I picked up the first two seasons of the television show Freej at one of the duty-free shops in the Abu Dhabi airport. Freej is a 3D animated cartoon produced in Dubai, which has been a big hit in the Emirates since it debuted in 2006. The series depicts the lives of four friends — Um Saeed, Um Allawi, Um Salood, and Um Khammas — older women living in one of the more traditional neighborhoods in Dubai (freej means “neighborhood” in Emirati Arabic). They gather each day in Um Saeed’s house to drink coffee and chat about their lives, and periodically they go off on little adventures. Each of the characters has distinctive traits (as well as color coding) and wears a niqab (veil). Um Saeed is short and highly educated and generally intiates the conversation; Um Allawi is tall and constantly trading stocks via laptop and cell phone; Um Saloom is forgetful and narcoleptic; and Um Khammas, a North African, is an acid-tongued singer and caterer who specializes in weddings.

freej_cast.pngThe show and its creator Mohammed Saeed Harib (pictured below), were profiled in September in the New York Times.  The 31-year-old attended Northeastern University, where he and his peers watched episodes of South Park. Freej has something of South Park’s irreverence, though it embodies Emirati values and foibles rather than North American. The ladies’ talk isn’t obscene, but it is colorful (at least as far as I can tell from the subtitles). A third season was shown, but the series is now on hiatus due largely to the global financial downturn.

I hadn’t expected my children to take to the show. My nine-year-old can read the subtitles, but my five-year-old can’t. I secretly hope that they would though, because it would be a way of exposing them to the culture of the Emirates and the Islamic world.

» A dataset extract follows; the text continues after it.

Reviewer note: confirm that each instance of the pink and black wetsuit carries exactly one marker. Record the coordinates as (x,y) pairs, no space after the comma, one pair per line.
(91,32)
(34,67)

freej_harib_nyt.jpgAs an experiment, I put on the first episode, entitled “Ramadan,” and began reading the subtitles aloud. The 15-minute show features the ladies sitting in Um Saeed’s house moaning about how hungry they are, anticipating the feast that will come with nightfall, and clicking through television channels in search of something to watch. All they find, however, are shows promoting Islamic values, game shows, and sitcoms with titles like “Pain” or “Suffering.” Finally, they break their fast and, stuffed, figure that there must finally be something enjoyable to watch on t.v. But all they find is that new show Freej. “Overhyped,” Um Saeed complains, “just four old hags sitting around complaining. And that Um Khammas really brings the show down!” So Um Allawi faces the viewer, points the remote, clicks it, and the episode ends.

My kids were captivated and we’ve been watching it together for the past few days, daddy voicing the subtitles. We’re almost done with season one. My younger son can’t wait to start season two, because he’s already figured out that it features Um Saeed’s grandson and his hijinks.

My older son and I were out for a walk last Sunday, and I was telling him a little bit about my trip to Abu Dhabi. It’d be really fun place to spend a year, I told him, because it’s summer there all the time, and we could travel to really interesting places like Egypt and India. And you could even learn a little Arabic.

He looked at me and said: “And then I could understand Freej without the subtitles!”